Well, here we are how many months later, and it’s my first post? My friends have been ribbing me – an online guy active in social media – not updating his blog for almost a year.
Sadly, I haven’t been all that active in social media, either, until the last couple of weeks. Checked out completely. Nowhere to be found in real-time. Gone from the immediate consciousness of those I hold near and dear (or at least, in the case of Twitter, the great founts and filters of information). No longer part of the noise. Like a black hole, I might be there but no one could detect me. Tsk, tsk.
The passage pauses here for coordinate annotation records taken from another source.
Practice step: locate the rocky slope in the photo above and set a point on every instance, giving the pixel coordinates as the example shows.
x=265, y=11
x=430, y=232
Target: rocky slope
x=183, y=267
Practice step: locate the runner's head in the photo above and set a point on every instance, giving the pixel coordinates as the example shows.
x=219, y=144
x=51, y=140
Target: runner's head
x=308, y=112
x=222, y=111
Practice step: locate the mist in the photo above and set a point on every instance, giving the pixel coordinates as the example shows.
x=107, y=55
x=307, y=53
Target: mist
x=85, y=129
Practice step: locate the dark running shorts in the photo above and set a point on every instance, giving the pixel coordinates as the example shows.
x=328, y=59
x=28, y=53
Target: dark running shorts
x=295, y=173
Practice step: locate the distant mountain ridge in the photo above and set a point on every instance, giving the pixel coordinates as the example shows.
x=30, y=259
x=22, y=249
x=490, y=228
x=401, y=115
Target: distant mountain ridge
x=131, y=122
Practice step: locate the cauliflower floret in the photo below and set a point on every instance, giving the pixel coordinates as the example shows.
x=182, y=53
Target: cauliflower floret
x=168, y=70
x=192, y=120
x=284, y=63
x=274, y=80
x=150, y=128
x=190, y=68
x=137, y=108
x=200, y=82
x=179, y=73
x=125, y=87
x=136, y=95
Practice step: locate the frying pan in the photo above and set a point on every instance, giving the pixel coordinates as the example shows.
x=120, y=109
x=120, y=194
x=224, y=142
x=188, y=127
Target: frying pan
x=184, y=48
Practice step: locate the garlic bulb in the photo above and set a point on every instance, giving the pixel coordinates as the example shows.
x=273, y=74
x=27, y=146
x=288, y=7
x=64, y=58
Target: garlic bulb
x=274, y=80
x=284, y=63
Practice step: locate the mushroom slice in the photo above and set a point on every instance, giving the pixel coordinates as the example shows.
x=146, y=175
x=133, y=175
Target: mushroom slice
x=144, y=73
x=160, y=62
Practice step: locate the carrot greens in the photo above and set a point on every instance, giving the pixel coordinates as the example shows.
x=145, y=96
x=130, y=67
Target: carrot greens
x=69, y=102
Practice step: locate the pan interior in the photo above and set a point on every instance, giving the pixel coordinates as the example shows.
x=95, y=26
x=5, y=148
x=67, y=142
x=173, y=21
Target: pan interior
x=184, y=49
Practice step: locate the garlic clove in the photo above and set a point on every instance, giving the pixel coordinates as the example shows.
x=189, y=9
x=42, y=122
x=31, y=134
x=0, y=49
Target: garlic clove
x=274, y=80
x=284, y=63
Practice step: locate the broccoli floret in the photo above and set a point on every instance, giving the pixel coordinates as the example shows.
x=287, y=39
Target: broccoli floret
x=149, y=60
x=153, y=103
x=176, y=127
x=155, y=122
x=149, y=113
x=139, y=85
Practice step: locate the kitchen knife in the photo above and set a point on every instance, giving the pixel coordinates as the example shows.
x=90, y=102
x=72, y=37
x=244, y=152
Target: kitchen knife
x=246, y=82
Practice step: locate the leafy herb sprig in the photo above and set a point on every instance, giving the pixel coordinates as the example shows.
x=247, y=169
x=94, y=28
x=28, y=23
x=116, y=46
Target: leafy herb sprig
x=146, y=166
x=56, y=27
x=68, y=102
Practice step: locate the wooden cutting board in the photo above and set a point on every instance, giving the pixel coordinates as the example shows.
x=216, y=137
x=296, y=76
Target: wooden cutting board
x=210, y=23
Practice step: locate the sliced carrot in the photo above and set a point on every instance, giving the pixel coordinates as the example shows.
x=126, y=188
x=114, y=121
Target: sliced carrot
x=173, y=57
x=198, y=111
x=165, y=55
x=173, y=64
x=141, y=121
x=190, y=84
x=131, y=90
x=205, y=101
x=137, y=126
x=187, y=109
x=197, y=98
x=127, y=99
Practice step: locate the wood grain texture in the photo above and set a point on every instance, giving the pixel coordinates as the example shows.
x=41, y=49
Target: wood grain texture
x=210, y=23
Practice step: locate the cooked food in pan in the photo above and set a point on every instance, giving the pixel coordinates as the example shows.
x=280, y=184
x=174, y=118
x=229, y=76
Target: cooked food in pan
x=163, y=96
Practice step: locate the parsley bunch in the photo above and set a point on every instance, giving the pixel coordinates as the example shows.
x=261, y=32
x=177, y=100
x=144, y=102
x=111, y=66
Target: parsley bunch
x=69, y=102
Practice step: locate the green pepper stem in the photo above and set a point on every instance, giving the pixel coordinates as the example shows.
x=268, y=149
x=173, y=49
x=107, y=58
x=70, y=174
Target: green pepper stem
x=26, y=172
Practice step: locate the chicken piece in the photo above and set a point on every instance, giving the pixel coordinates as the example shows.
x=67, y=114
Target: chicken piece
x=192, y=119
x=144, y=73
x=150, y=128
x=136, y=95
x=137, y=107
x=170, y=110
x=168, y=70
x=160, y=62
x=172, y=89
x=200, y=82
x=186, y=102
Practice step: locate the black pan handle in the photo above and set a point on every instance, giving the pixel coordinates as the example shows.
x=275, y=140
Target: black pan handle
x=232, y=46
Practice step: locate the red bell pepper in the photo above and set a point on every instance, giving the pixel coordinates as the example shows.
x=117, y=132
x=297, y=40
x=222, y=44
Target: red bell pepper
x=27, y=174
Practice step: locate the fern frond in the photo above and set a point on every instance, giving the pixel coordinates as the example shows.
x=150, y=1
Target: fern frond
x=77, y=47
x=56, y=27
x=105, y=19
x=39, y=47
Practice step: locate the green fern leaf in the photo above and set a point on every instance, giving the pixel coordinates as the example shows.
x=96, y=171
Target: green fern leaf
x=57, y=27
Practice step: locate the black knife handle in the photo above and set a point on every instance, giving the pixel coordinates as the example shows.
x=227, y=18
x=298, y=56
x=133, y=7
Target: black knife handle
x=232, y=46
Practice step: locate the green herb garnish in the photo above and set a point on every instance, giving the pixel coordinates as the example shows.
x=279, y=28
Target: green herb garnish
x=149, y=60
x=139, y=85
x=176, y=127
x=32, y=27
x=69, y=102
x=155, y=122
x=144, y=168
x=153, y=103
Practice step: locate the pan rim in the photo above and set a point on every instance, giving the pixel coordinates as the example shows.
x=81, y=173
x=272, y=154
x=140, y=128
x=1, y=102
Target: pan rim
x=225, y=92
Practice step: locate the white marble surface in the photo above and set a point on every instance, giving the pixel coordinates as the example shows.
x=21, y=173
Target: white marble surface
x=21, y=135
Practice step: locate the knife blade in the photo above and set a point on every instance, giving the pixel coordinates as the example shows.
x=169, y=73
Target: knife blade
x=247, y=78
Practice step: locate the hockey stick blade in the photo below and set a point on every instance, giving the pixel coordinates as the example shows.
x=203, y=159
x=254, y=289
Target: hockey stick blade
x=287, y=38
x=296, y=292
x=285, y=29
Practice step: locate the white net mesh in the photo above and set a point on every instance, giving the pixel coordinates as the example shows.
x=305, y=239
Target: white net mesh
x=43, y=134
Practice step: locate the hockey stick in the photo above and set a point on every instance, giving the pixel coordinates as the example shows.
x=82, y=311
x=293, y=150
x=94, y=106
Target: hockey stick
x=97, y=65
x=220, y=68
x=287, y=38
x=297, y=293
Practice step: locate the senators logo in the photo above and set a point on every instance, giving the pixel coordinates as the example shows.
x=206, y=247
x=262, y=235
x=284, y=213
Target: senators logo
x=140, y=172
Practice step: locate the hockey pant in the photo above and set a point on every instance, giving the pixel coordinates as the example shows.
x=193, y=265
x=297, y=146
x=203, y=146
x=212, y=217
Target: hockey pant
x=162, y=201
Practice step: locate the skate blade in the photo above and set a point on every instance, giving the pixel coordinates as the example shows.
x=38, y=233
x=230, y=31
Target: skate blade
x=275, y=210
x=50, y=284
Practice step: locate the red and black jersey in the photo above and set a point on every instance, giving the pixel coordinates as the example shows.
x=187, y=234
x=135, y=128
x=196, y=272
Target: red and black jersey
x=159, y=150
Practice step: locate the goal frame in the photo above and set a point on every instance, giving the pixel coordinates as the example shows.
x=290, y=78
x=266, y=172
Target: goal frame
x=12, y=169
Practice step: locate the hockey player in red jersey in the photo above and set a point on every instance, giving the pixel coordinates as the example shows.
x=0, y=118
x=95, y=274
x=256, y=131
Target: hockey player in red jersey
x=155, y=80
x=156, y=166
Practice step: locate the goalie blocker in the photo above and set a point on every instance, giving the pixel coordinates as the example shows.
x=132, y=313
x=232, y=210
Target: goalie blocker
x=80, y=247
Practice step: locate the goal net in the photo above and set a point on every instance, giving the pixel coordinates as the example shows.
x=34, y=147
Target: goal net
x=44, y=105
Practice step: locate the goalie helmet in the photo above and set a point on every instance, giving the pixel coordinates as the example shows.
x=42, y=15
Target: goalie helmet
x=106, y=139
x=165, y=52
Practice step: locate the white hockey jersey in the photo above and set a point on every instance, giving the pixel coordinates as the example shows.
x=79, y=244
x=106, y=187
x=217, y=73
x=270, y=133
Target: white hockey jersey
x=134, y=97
The reality is, however, that for the last year I have been heads down moving deeply into machine learning, audience segmentation, behavioral targeting and recommendation engines for mobile advertising. You try pulling all that down and back into your tool set after 25 years way from a masters in robotics (which involved what was then called adaptive learning) even as you deliver product specs, running deep analytics, and building product. I dare you. While I ain’t done yet, but I’ve finally gotten to a point where I can take a breath and look up and see what’s going on in the world. However, it’s not like it used to be when it comes to my participation in social media. Deep analysis requires intense concentration (at least for me), and all the interruptions from Tweetdeck just kill my train of thought. So it’s beginning of end or end of day mostly, with an occasional day where I can just relax and range through lots of immediate information.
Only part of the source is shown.